Selection of indications for staged composite therapy: Patients with intracardiac shunts or arterial shunts with right-to-left shunts cannot be treated with staged composite therapy because they have developed resistance pulmonary hypertension and Eisenmenger syndrome, which are contraindications to surgery. For patients with VSD with small PDA, it is not necessary to perform staged composite therapy, and simultaneous surgery is a definitive treatment method with low surgical risk. patients with VSD with PDA, combined with severe pulmonary hypertension, have coarse PDA, we measure the ratio of pulmonary artery pressure to aortic pressure during PDA occlusion, perform PDA trial occlusion, observe whether pulmonary artery pressure and right ventricular pressure will rise, and whether aortic pressure and oxygen saturation will fall.

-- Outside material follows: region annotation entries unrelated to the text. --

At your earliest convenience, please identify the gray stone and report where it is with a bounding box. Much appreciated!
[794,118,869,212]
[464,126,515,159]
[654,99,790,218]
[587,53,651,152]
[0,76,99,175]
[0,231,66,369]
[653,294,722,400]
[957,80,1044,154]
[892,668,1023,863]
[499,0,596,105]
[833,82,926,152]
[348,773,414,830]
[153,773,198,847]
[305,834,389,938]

Oxygen saturation will decrease, and cardiac catheterization will be performed to identify whether it is power pulmonary hypertension or resistance pulmonary hypertension. In this group of patients, postoperative pulmonary artery pressure and pulmonary circulatory resistance both decreased significantly, suggesting power pulmonary hypertension, suggesting that staged composite therapy can be performed. Postoperatively, patients should pay attention to rest, avoid strenuous activities, and continue pulmonary artery pressure lowering therapy.
In conclusion, the staged treatment of VSD with PDA, combined with severe pulmonary hypertension by interventional occlusion therapy plus elective surgery is safe and effective, and can be the treatment of choice for such patients, and only by strictly mastering the indications can we provide effective treatment for more patients.